It appears there will be no Miel de Boo-Boo.
But if the French version of Honey Boo Boo will never happen, the reason for it is actually pretty stunning, even to those of us who have managed to avoid the original version: The French government is moving toward a ban on beauty pageants for little girls.
Let’s stipulate that most of us are sickened by the sight of padded bras and thongs (we’re not talking about the flip-flops banned in two San Juan Capistrano parks) being marketed to little girls who are too young to have any idea what a Kotex is. And that beauty pageants for children tend to be sexualized, featuring inappropriate makeup and/or clothing. And that beauty pageants for children, even those featuring fluffy, modest dresses, might themselves be a negative force that sends a message to even preschoolers that the only thing that matters is their looks.
Yes, even if all of that is true, what on Earth is the French government thinking? How much interference in individual action can it really impose in good conscience? Are there no greater threats to the children and women of France than a few silly pageants? Honey Boo Boo has never made it into my house, but for those who love this sort of recreation, hey, go knock yourselves out. Maybe it doesn’t strike many people as wholesome for kids, but then Boo Boo’s family might consider the upper-class white-knuckle waiting lists for just the right preschools and tutors and colleges to be fairly unhealthy. Chacun a son gout and all that.
It can be hard, as we watch corporations push harder and harder at us and our children to consume and accept twisted products and values that are not in our best interests, not to fight back with regulation.
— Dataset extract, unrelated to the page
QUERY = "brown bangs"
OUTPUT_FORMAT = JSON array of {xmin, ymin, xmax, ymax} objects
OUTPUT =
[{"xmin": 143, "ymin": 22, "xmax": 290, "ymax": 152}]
And that regulation is called for, when the target results in measurable harm to a large segment of the population.
Both France and the United States are in the top third among nations for per capita cigarette consumption. And for all their denials, cigarette companies intentionally target children in an effort to get them hooked at an early age on a habit that is extremely hard to quit. Cigarettes are still the No. 1 cause of preventable death in this country, and their harm spreads beyond the people who smoke them to those who breathe secondhand smoke.